Figure 3. The result of gel filtration used the superdex75 column with the AKTA system.
Enzyme activity determination
We use HPLC equipment to measure the peak area of the product of PET(MHET) of the reaction, in order to express the enzyme activity of PETase. For more information on the product of PET(MHET), please see our project introduction.

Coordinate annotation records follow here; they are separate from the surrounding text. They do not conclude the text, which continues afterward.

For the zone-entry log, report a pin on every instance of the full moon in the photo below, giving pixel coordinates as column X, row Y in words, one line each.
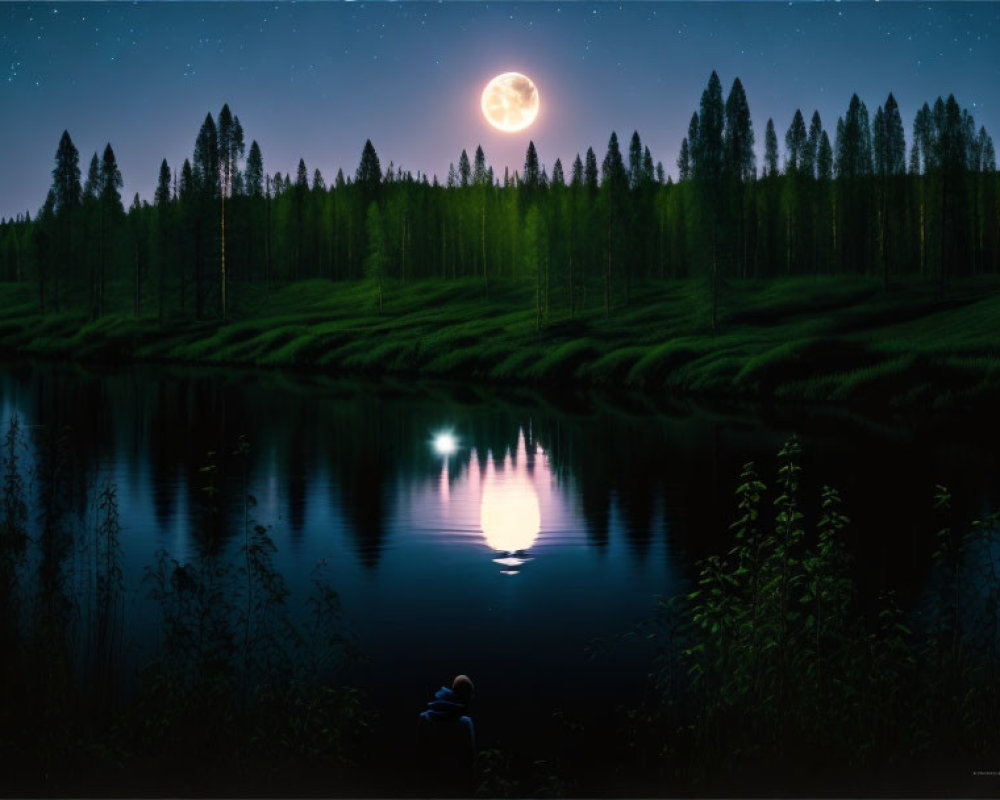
column 510, row 102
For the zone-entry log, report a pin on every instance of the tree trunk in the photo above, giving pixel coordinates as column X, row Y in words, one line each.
column 223, row 235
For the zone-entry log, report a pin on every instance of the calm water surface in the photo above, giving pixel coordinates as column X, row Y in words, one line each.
column 554, row 523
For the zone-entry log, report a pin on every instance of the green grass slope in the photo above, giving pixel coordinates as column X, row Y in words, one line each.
column 811, row 339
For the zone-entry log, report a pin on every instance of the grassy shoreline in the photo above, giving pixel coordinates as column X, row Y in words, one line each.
column 831, row 340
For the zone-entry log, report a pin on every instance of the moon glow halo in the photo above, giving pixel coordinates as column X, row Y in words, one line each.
column 510, row 102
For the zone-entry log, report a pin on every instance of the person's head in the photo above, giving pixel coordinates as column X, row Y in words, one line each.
column 463, row 688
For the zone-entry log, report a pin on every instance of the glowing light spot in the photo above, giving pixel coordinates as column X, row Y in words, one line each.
column 445, row 443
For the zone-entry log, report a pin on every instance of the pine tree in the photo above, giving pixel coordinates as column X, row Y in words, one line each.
column 709, row 171
column 255, row 171
column 811, row 151
column 635, row 161
column 464, row 169
column 576, row 181
column 66, row 176
column 377, row 261
column 230, row 147
column 531, row 177
column 558, row 179
column 205, row 168
column 795, row 143
column 741, row 163
column 369, row 173
column 770, row 149
column 111, row 212
column 479, row 172
column 684, row 162
column 590, row 171
column 163, row 245
column 614, row 185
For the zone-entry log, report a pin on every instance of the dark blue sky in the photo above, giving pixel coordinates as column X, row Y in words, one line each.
column 316, row 79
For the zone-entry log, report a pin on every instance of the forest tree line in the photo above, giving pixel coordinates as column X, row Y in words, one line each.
column 583, row 235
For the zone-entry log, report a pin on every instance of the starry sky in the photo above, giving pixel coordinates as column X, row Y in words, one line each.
column 314, row 80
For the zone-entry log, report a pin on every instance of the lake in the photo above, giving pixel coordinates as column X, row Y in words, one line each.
column 518, row 549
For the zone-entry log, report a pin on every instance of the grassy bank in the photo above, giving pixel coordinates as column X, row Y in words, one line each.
column 816, row 339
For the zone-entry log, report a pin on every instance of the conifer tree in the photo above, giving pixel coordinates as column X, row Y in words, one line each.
column 255, row 171
column 614, row 185
column 479, row 172
column 464, row 169
column 684, row 162
column 770, row 149
column 590, row 171
column 634, row 161
column 795, row 143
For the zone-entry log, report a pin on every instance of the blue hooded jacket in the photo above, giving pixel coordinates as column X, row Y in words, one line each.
column 445, row 720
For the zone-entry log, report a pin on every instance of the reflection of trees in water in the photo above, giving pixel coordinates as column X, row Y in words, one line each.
column 161, row 424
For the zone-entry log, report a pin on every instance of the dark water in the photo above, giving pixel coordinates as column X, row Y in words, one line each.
column 553, row 525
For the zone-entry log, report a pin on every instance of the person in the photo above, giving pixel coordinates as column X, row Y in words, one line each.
column 447, row 740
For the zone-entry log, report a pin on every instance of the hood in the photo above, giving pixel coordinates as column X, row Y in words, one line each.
column 445, row 705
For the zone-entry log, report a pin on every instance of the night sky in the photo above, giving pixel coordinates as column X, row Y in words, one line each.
column 314, row 80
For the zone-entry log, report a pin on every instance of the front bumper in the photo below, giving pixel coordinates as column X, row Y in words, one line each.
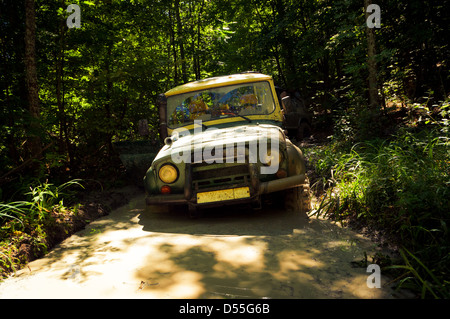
column 256, row 189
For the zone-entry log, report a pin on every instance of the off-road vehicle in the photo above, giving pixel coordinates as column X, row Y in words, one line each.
column 224, row 145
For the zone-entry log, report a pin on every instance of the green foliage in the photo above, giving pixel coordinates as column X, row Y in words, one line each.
column 400, row 185
column 28, row 220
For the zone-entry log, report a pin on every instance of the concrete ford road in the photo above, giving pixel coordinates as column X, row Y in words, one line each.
column 226, row 146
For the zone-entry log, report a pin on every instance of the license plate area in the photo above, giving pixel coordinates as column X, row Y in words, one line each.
column 223, row 195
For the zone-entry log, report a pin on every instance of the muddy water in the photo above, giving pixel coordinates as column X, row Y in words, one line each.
column 229, row 253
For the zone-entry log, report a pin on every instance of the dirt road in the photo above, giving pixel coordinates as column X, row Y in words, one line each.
column 228, row 253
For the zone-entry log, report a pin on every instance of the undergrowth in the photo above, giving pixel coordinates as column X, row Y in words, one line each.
column 400, row 184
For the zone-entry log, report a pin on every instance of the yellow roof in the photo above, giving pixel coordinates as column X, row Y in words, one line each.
column 218, row 81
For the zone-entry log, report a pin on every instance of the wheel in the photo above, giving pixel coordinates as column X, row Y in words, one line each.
column 298, row 199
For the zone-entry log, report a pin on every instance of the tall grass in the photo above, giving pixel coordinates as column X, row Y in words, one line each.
column 402, row 186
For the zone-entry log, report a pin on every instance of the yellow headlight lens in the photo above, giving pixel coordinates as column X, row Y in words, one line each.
column 168, row 173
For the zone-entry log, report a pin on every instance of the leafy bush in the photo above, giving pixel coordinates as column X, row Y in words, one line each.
column 400, row 185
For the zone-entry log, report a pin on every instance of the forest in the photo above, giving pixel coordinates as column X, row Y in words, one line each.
column 380, row 98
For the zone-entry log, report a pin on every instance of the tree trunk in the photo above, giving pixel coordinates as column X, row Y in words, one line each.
column 34, row 141
column 371, row 63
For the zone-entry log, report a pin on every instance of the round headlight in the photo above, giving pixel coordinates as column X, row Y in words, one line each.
column 168, row 173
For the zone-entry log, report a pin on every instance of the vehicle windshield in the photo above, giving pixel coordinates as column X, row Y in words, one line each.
column 239, row 100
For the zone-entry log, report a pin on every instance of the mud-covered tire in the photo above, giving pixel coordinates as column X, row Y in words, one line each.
column 298, row 199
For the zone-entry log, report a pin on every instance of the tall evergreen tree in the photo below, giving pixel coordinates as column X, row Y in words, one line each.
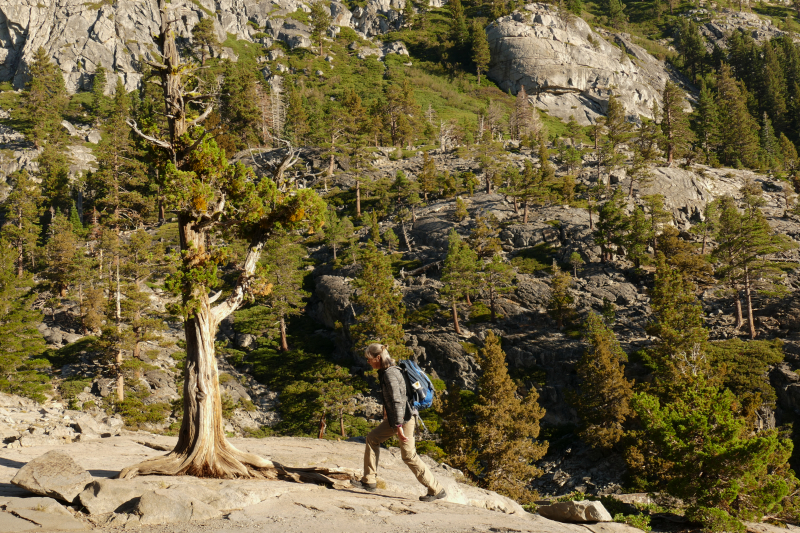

Figure 4. Enzyme activity determination, compared with wild type.
Conclusion
In conclusion,the enzyme activity and thermostability of Super1 has greatly improved ,compared with WT(wild type). Well,the tolerance temperature of Super1 is increased from 40℃(wild type) to 60 ℃. At 40 ℃, the activity of Super1 is increased about 3 times,compared with WT. At 50 ℃, the activity of Super1 is increased about 80 times,compared with WT. At 60 ℃, the activity of Super1 is increased about 75 times,compared with WT.